Israel is still holding activists and journalists on board the Freedom Waves boats to Gaza, which were intercepted and caught on Friday afternoon in international waters.
According to Huwaida Arraf, a Palestinian lawyer providing the detainees with legal assistance, there are still 20 people in Israeli custody out of the 27 on board of both ships.
In a message smuggled out of the Givon prison near Ramla, activist and Canadian university professor David Heap wrote to his campaign, “Canadian Boat to Gaza,” about the conditions of his detention.
“Although I was tasered during the assault on the Tahrir, and bruised during forcible removal dockside, I am basically ok,” he wrote. He also wrote that he and Michael Coleman, an Australian activist on board, were transported to prison in handcuffs and leg shackles. “We are neither criminals nor illegal immigrants, but rather political prisoners of the apartheid state of Israel.”
Heap and others on board of Tahrir were roughed up as they were forced out of their boat. They made a point of not disembarking voluntarily because they were forced into Israel and hence consider themselves abducted.
Irish activist John Mallon was physically assaulted by prison guards who forcibly took off a Free Palestine T-shirt he was wearing, Arraf told Al-Masry Al-Youm.
According to Arraf, the women who were on board of the Canadian Tahrir boat and the Irish Saoirse boat are also kept at the same prison, but in a different cell. They reported no violence during their detention.
Among the female detainees is Jihan Hafiz, an American journalist with Democracy Now. According to Arraf, she was not treated as a journalist. Hafiz is the only journalist on board of the Tahrir boat who remains in Israeli custody, after the release of two journalists from Al-Jazeera and one from Press TV.

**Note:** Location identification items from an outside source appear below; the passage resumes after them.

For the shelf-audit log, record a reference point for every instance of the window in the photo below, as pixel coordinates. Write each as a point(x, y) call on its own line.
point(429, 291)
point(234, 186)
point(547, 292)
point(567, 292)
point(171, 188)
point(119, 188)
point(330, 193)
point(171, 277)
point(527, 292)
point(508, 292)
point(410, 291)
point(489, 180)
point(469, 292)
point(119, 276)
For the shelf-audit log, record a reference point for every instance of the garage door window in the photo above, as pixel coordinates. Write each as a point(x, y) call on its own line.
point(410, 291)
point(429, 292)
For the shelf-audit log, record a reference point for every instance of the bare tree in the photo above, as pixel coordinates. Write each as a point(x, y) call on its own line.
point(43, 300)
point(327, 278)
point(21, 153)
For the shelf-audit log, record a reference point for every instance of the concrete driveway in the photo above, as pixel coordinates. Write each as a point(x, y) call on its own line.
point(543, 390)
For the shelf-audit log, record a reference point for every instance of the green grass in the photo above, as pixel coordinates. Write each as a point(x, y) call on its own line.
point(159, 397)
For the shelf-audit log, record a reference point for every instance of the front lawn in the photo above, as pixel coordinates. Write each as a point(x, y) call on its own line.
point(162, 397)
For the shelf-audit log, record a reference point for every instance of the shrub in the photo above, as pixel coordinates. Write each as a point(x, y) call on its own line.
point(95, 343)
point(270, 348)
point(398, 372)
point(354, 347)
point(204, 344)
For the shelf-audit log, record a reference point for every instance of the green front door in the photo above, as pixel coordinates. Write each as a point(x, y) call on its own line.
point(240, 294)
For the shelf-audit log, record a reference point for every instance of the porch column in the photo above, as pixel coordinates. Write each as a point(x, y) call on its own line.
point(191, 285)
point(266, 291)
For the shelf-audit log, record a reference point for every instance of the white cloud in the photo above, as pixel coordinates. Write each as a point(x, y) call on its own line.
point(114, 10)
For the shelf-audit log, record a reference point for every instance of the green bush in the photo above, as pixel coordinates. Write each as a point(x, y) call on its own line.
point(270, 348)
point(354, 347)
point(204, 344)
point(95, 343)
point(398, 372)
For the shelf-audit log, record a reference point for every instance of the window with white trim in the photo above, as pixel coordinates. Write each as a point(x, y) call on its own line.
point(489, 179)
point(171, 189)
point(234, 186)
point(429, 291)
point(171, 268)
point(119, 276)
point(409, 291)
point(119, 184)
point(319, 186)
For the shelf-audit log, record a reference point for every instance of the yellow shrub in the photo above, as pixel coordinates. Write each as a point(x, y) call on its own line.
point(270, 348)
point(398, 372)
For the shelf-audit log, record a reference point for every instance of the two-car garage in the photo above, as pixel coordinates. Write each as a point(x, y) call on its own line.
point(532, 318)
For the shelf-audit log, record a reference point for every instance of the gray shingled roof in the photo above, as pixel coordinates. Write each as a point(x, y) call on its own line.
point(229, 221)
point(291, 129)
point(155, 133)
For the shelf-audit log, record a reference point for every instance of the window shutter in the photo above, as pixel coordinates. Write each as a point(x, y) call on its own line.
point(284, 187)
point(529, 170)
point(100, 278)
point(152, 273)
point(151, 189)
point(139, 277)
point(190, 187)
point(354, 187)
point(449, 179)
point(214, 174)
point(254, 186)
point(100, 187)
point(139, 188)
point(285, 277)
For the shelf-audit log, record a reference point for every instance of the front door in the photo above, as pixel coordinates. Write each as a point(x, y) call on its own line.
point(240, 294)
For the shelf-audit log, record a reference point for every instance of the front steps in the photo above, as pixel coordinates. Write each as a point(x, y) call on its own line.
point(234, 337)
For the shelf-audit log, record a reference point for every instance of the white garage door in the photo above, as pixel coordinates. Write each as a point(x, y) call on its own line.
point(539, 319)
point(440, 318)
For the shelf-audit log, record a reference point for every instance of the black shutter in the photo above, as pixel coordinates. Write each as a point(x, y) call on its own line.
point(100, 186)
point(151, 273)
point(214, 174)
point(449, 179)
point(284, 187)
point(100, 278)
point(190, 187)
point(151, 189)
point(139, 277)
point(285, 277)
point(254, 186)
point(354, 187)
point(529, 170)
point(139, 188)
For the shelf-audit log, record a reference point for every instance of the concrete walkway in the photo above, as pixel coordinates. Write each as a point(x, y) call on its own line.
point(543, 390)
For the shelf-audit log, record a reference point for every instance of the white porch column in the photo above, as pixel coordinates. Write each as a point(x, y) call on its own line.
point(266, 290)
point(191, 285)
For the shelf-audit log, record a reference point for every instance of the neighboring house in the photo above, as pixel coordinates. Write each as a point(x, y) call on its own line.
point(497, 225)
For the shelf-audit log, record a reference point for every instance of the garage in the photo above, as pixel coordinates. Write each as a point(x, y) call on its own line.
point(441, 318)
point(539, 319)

The release of the activists and the journalists was delayed because of their refusal to sign a waiver that would result in their immediate voluntary deportation. “If they don't sign the form, after 72 hours they will be brought before an immigration judge who will likely rubberstamp the deportation order, after which Israel can then deport them without their consent,” said Arraf.
She added that she is expecting the forced deportation to start on Monday evening.
Majd Kayyal, a Palestinian activist on board the Tahrir, was the first activist to be released once the boat arrived at the port of Ashdod. He was left with no money or phone.
One day later, he tweeted that he had arrived safely to his hometown, Haifa. “Banned from traveling for a month, at least. Small injury in my foot. And a bail. What to do now.”
Kayyal was cynical about his fast release. “I didn’t expect my release in the same day. What is the political motivation behind this?” he wrote.
Boats bound to Gaza have become a growing form of international activism, with the aim of staging civilian acts that challenge the maritime blockade of the strip. Through confrontation with Israel, activists hope to bring the world’s attention to the siege of Gaza.
In Gaza, their message resonated.
“The whole of Gaza went to the port to receive the Freedom Waves boats,” said Omar Ghraeib, a Gaza-based journalist.
“But we were expecting the outcome and were very concerned,” Ghraeib added, recalling how back in 2008, Israeli forces attacked a freedom flotilla and killed nine unarmed activists.
“We appreciate every move to break the siege and we appreciate how these activists endangered themselves for us.”
In his letter, Heap reminded activists that the struggle is to free Gaza. “All political incarceration is unjust but let me stress that in duration and conditions, our situation pales in comparison to the plight of thousands of Palestinian political prisoners and to the open air prison of Gaza,” he wrote in his letter from prison. “We must get Tahrir back and hope Freedom Waves continue.”